Ten Seemingly Contradictory Thoughts You’re Allowed to Have on Lance Armstrong This Morning

The news broke last night: Lance Armstrong will no longer fight the United States Anti-Doping Agency and will be stripped of all his awards. This is the ending of a battle that's been going on for so long that you've probably forgotten about it several times already. There's still appeals and lawsuits to come, but this is a definitive breaking point: Lance Armstrong, despite his big Texan denials, is going to go down in history as a doper. Anytime PEDs come up in any context, everything turns into a black-and-white issue. But that doesn't have to be the case. Humans are able to hold seemingly contrasting thoughts in their heads. Here are ten you might be having this morning, ten takeaways from last night's news that are okay for you to feel.

1. It is disappointing that Lance Armstrong appears to have used blood doping to help him win the Tour de France so many times.

2. Winning the Tour de France so many times is still incredibly impressive, especially considering the sport of cycling is so rampant with blood doping that there's little reason to believe all the people Armstrong beat weren't doping too.

3. The USADA has pursued Armstrong with such zeal — even years after he had retired from the sport — that it's little wonder he finally just said, "Jeez, just forget it.

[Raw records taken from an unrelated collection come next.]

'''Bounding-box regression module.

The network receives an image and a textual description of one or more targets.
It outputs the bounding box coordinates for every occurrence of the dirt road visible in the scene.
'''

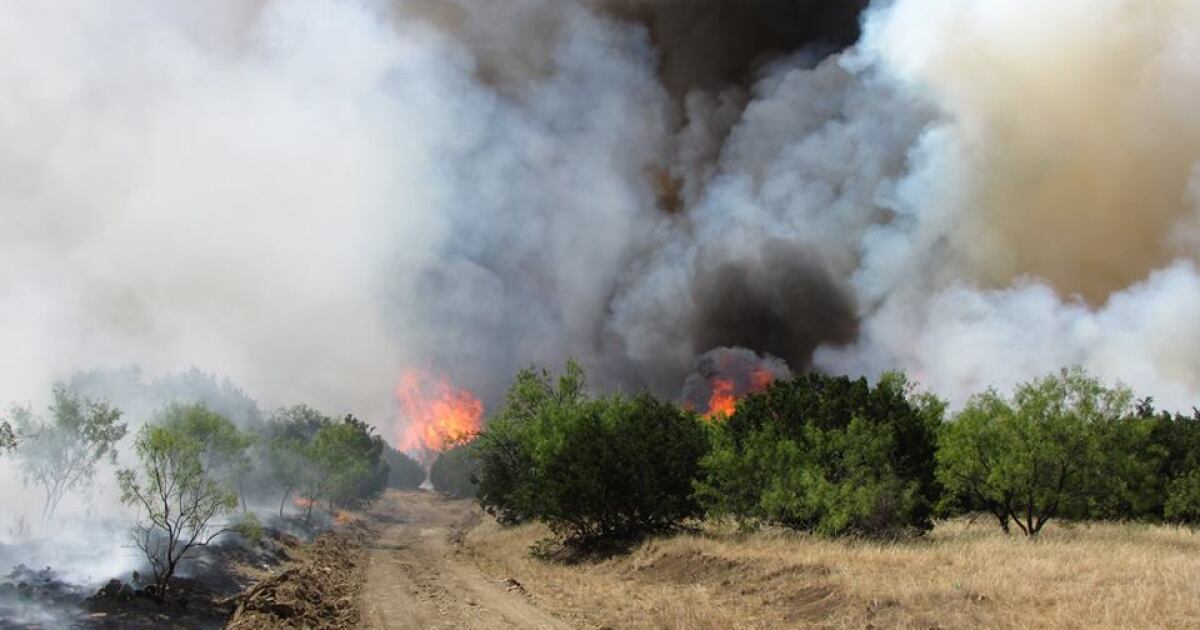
[361,492,571,630]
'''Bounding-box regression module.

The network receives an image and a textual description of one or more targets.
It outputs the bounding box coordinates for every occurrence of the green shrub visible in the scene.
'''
[1164,469,1200,523]
[475,364,707,546]
[937,368,1144,535]
[696,374,943,536]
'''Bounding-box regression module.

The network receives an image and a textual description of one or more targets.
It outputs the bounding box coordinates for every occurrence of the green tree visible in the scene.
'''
[475,361,588,524]
[118,422,238,596]
[1163,469,1200,523]
[0,420,17,452]
[696,373,944,536]
[259,404,334,518]
[468,362,707,546]
[12,385,126,521]
[156,403,254,511]
[305,415,388,520]
[937,367,1133,536]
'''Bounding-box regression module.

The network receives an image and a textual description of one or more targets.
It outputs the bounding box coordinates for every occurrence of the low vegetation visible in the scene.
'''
[696,374,943,536]
[451,364,1200,548]
[5,385,126,521]
[472,364,707,546]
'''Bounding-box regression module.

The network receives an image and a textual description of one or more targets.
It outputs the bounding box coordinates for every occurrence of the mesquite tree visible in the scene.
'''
[13,385,126,521]
[937,368,1138,536]
[118,408,238,596]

Leave me alone."

4. The USADA has never pursued any other suspected blood doper with anything close to the vigor they have Armstrong to the point that there's a certain Kenneth Starr vibe to them.

5. Despite having never failed a test — a line of argument that says more about the ineptitude of testing for years and years than any sort of inherent innocence — there is so much smoke around Armstrong, and always has been, that presuming his innocence is nearly impossible to do, particularly now that he has dropped his challenge. (Which has less to do with exhaustion and more to do with a judge throwing out a lawsuit Armstrong had filed against the USADA on Monday.)

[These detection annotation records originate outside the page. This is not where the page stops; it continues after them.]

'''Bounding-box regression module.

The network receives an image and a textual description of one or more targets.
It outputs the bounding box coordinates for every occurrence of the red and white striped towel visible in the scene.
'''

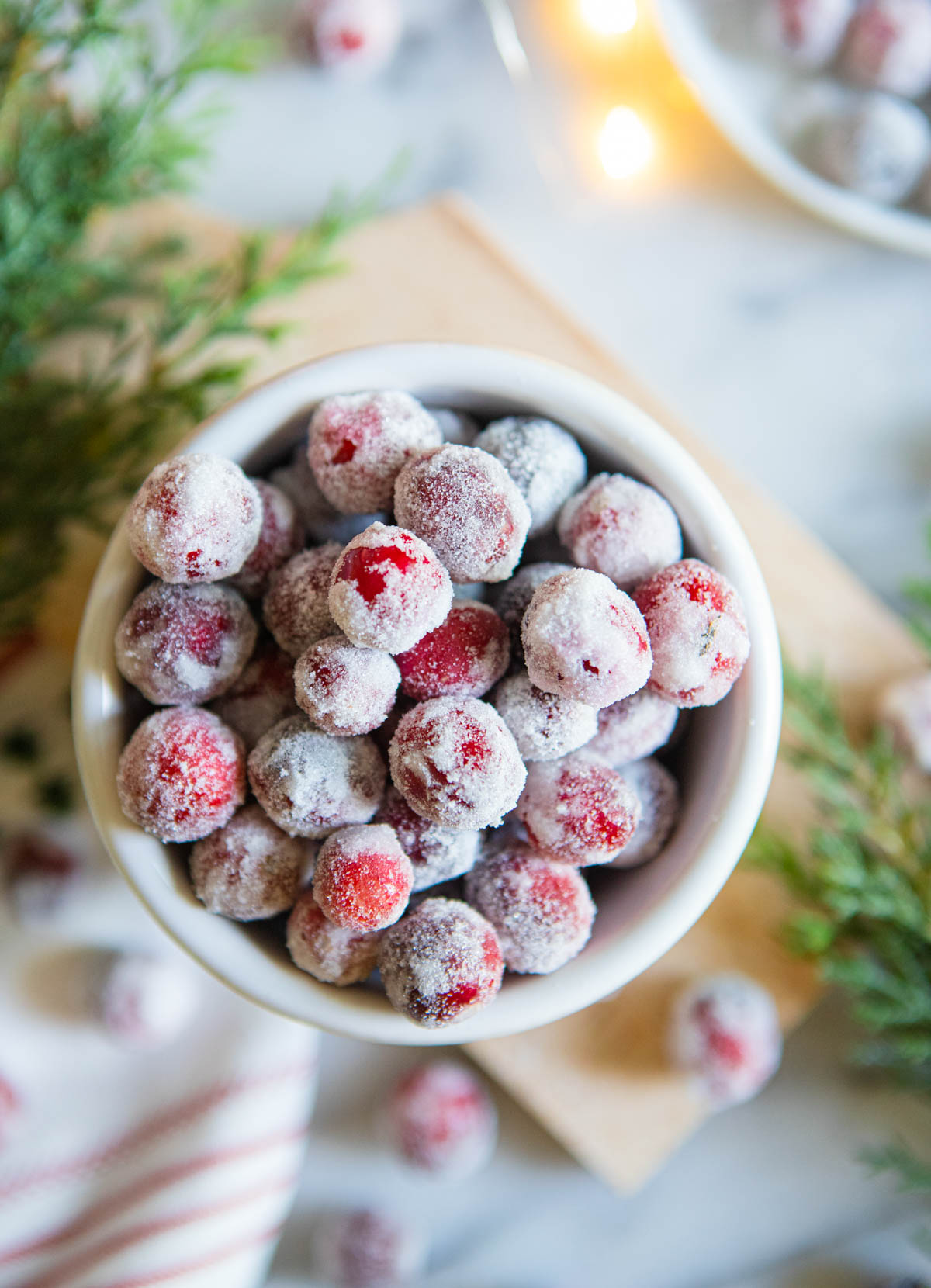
[0,650,318,1288]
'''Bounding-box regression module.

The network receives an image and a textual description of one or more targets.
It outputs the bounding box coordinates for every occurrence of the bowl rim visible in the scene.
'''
[72,341,781,1046]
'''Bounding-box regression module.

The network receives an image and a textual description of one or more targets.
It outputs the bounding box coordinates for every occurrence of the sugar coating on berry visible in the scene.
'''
[394,443,531,582]
[313,1208,426,1288]
[308,389,441,514]
[521,568,652,707]
[670,974,781,1108]
[634,559,749,707]
[86,952,199,1050]
[191,805,310,921]
[261,541,340,657]
[375,787,482,892]
[313,823,414,931]
[379,899,505,1029]
[492,671,599,760]
[841,0,931,98]
[286,890,381,988]
[805,93,931,205]
[465,845,595,975]
[559,474,683,590]
[759,0,855,68]
[475,416,587,537]
[211,642,297,751]
[126,452,261,582]
[230,480,304,599]
[492,563,572,662]
[384,1060,497,1180]
[115,581,258,706]
[517,751,640,867]
[586,687,679,769]
[116,707,246,841]
[248,715,385,840]
[388,698,527,831]
[611,756,680,868]
[878,671,931,774]
[330,523,452,653]
[398,599,511,702]
[293,635,400,737]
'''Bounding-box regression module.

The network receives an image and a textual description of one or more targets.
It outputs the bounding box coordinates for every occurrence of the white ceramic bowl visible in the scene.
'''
[74,344,781,1046]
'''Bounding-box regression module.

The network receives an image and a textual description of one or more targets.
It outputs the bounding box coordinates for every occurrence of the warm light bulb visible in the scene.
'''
[597,107,654,179]
[578,0,638,36]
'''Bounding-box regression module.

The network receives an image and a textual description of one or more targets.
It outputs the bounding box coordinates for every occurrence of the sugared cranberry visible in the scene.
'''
[375,787,482,892]
[611,756,679,868]
[248,715,385,839]
[466,845,595,975]
[670,974,781,1108]
[287,890,381,988]
[126,452,261,582]
[293,635,400,737]
[523,568,652,707]
[313,823,414,931]
[379,899,505,1029]
[115,581,256,706]
[230,480,304,599]
[388,698,527,829]
[492,671,597,760]
[517,751,640,867]
[261,541,340,657]
[586,687,679,769]
[308,389,441,514]
[116,707,246,841]
[384,1060,497,1180]
[394,445,531,582]
[211,642,297,751]
[330,523,452,653]
[559,474,683,590]
[191,805,310,921]
[398,599,510,702]
[475,416,586,537]
[634,559,749,707]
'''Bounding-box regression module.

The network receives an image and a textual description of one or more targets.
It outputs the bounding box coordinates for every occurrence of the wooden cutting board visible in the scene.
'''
[43,197,922,1192]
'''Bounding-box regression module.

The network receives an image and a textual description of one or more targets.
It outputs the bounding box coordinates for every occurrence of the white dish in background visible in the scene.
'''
[652,0,931,256]
[74,344,781,1046]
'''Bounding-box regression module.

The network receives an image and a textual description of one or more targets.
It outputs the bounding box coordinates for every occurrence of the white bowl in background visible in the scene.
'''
[74,343,781,1046]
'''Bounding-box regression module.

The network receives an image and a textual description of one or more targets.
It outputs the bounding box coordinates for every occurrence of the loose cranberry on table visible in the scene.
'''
[384,1060,497,1180]
[465,845,595,975]
[293,635,400,737]
[261,541,340,657]
[313,823,414,931]
[191,805,312,921]
[248,715,385,840]
[396,599,511,702]
[328,523,452,653]
[388,698,527,829]
[521,568,652,707]
[670,974,781,1109]
[126,452,261,583]
[230,480,304,599]
[115,581,258,706]
[517,751,640,867]
[379,899,505,1028]
[475,416,587,537]
[394,445,531,583]
[375,787,482,892]
[286,890,381,988]
[116,707,246,841]
[559,474,683,590]
[634,559,749,707]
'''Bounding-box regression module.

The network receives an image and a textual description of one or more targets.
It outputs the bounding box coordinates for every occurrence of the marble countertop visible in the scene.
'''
[188,0,931,1288]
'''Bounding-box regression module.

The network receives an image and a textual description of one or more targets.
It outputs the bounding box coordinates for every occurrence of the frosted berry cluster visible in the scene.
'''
[115,390,749,1030]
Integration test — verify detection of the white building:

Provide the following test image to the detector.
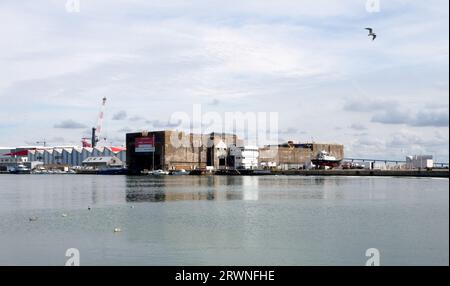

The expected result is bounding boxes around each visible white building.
[406,155,434,169]
[24,147,126,166]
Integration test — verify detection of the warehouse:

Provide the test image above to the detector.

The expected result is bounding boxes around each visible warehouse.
[259,141,344,170]
[126,130,243,174]
[23,147,126,166]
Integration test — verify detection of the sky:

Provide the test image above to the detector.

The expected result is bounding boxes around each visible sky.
[0,0,449,162]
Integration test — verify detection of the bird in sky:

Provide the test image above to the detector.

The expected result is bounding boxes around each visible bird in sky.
[366,28,377,41]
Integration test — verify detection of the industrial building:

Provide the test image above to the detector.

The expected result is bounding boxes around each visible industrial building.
[27,147,126,166]
[406,155,434,169]
[259,141,344,170]
[126,131,344,174]
[0,146,126,171]
[126,130,243,174]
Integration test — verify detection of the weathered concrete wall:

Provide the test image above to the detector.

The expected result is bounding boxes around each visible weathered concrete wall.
[259,143,344,168]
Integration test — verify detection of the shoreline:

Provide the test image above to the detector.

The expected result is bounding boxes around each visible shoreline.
[0,169,450,178]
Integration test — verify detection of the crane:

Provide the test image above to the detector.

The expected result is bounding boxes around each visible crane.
[81,97,106,148]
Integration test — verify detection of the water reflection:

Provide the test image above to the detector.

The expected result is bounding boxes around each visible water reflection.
[121,176,343,202]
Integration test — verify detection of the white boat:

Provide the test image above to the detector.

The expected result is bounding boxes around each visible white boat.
[170,169,189,176]
[9,164,31,174]
[148,170,169,176]
[311,151,342,168]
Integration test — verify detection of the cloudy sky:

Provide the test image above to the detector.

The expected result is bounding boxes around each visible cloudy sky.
[0,0,449,162]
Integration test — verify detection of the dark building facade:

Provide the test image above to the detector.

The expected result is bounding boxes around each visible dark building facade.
[126,130,242,174]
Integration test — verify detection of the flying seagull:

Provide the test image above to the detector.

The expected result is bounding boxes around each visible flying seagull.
[366,28,377,41]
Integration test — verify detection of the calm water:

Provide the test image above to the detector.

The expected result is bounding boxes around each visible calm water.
[0,175,449,265]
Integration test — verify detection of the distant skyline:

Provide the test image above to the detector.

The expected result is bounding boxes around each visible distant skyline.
[0,0,449,162]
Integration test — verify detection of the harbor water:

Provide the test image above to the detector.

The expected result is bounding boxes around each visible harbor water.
[0,175,449,265]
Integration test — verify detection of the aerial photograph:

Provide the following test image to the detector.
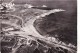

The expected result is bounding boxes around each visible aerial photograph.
[0,0,77,53]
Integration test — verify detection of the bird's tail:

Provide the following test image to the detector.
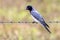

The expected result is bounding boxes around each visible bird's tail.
[44,26,51,33]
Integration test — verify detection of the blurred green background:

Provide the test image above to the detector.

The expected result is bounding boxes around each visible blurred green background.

6. Armstrong has revealed himself over the last few years of his career to be what countless cycling observers and journalists have been saying for years: He's a bit of strutting, unctuous ass.

7. The only reason you ever cared about cycling in the first place was Lance Armstrong, so regardless of any of this, you won't care about it again, particularly now that it's clear that everyone in the sport is cheating in some way, shape, or form.

8. The good that Armstrong has done through his Livestrong foundation, and the number of people he has inspired, the number of victims of cancer who saw him and did feel strong, knowing that someone had beaten it, that someone could still thrive ... this is going to be perhaps the central aspect of Armstrong's legacy, whether or not he was a blood doper, whether or not he was a strutting, unctuous ass.

9. This central fact is more important than arcane and complicated PED rules, or who-won-what-race win, or medals, or championships, or even the sport of cycling itself. Armstrong might not have deserved to be the guy to have inspired so many people, but he nevertheless was the one who did: That matters. That matters more than this.

10. You can go ahead and keep wearing the bracelet.